Tuesday, June 23, 2009

Rosencrantz and Guildenstern Are Dead

When Connie Willis published Passage in 2002, I went out and got it and spent pretty much the entire summer reading it over and over again. One of the chapter headings had a quote from Rosencrantz and Guildenstern Are Dead, (the "Do you think death could possibly be a boat?" line), and I discovered that one of my parents had a copy of the play (I suspect it's my dad's) so I stole it and read it and it became my favorite play.

(Oh God. The Student Guildhall is playing Spice Girls at top volume. That has nothing whatsoever to do with this post, I just thought I would spread the pain around.)

Okay. Where was I? For some unfathomable reason it's suddenly really hard to think. Anyway, the next year was my senior year in high school, and we did Hamlet that year. I was in honors English, so we also had to read Rosencrantz and Guildenstern Are Dead (it may have been only part of the play, I don't really recall now) and watch part of the movie. I didn't remember anything about it really; I think we only watched about 40 minutes worth and called it a day. The only thing I seem to have retained from that experience is that loose sheets of paper were an ongoing visual motif.

So this past week I thought maybe I should actually watch the movie the whole way through, what with this still being my favorite play and all. And I'm usually really wary of watching movies made from books that I'm really attached to, but 1) this was a play, not a book, so it's meant to be performed anyway; and 2) Tom Stoppard directed it, so I figured he wouldn't screw up his own work.

Yeah.

I don't want to be one of those insane people who claims they know the author's work better than the author does, and that they're totally doing it wrong (see: Harry Potter fans). Those people need to stick their heads in a bucket of ice water. But either I've been totally misinterpreting this play for the past seven years (I admit this is a distinct possibility) or Tom Stoppard mangled his own play, or maybe the producer stepped in and mangled it, I don't really know. But in the movie, the ending is very different, and I think it really changed the play, and I didn't like it.

In Hamlet, Rosencrantz and Guildenstern disappear. Hamlet sends them to England and we never hear from them again; in the last scene we find out they were killed, but they never show up again and we never see them die. They just fail to reappear. I had assumed that part of the point of Tom Stoppard's play was a commentary on the way they just vanish and are never heard from again. Guildenstern has a line in Act 2, delivered to the Player, that was a reference to this:
No, no, no...you've got it all wrong...you can't act death. The fact of it is nothing to do with seeing it happen - it's not gasps and blood and falling about - that isn't what makes it death.
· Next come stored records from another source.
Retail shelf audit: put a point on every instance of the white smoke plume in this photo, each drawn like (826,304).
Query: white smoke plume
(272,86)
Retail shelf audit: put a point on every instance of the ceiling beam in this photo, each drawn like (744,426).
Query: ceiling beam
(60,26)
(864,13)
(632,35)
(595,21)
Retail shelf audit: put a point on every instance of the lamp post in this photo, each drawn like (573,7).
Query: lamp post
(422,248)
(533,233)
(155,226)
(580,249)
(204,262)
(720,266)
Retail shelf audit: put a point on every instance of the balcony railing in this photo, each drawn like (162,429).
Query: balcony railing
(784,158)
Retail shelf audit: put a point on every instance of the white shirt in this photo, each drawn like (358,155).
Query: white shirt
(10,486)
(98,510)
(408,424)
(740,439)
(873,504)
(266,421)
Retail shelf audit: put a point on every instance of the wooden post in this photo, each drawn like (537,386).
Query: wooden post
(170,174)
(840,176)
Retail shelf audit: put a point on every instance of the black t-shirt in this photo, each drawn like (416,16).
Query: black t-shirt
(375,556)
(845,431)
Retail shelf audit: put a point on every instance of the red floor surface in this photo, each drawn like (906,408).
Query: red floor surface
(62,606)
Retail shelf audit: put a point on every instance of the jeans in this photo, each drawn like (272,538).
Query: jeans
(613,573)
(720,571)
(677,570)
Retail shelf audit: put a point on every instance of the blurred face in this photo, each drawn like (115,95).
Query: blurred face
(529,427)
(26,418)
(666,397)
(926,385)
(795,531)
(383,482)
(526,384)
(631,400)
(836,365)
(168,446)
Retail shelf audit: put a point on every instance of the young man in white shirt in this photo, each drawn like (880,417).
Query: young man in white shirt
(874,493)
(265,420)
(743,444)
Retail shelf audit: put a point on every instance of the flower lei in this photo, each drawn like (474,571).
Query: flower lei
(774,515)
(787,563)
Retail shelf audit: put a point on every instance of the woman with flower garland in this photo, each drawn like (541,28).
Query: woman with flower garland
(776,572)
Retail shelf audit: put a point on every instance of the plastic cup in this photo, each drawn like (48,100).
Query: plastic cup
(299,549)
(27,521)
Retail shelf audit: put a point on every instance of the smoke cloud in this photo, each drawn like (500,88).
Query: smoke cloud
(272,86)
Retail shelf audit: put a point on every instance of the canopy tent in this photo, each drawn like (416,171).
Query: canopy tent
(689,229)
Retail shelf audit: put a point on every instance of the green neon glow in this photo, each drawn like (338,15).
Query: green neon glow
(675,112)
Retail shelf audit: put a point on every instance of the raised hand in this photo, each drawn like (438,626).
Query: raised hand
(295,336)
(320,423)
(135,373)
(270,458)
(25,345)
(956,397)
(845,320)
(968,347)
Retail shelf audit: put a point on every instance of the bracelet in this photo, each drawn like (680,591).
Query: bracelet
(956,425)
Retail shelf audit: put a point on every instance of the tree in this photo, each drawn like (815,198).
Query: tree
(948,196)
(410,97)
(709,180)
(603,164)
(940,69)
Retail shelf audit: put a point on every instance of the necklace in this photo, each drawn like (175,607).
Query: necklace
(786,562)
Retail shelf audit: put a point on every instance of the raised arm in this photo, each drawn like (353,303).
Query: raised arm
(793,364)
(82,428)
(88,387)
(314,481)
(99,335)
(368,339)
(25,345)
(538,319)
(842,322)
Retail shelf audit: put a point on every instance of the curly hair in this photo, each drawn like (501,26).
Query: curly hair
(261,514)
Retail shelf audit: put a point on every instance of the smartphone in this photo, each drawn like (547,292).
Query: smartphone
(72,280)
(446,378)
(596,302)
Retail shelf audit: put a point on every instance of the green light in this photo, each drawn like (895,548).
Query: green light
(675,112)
It's jut a man failing to reappear, that's all - now you see him, now you don't, that's the only thing that's real: here one minute and gone the next and never coming back - an exit, unobtrusive and unannounced, a disappearance gathering weight as it goes on, until, finally, it is heavy with death.

And then, later on, Rosencrantz and Guildenstern are killed, but we don't see it - it happens offstage, and we hear about it in the final scene.

In the movie, however, this line is cut, which made me mad because it's one of my favorites. What really pissed me off, though, is the fact that we see them die. I mean, either I missed the point, or the movie just went off in a totally random direction that ended up doing away with the original point of the play. I don't know. I thought the fact that they vanish in both plays and are never heard from again was the point, but maybe they needed visual drama or something.

I also didn't like Tim Roth's Guildenstern at all. Not one bit. (I always identified with Guildenstern and...no.) But that's a minor matter compared to the fact that either I've been misinterpreting this play for the past seven years, or Tom Stoppard allowed it to get mutilated this way.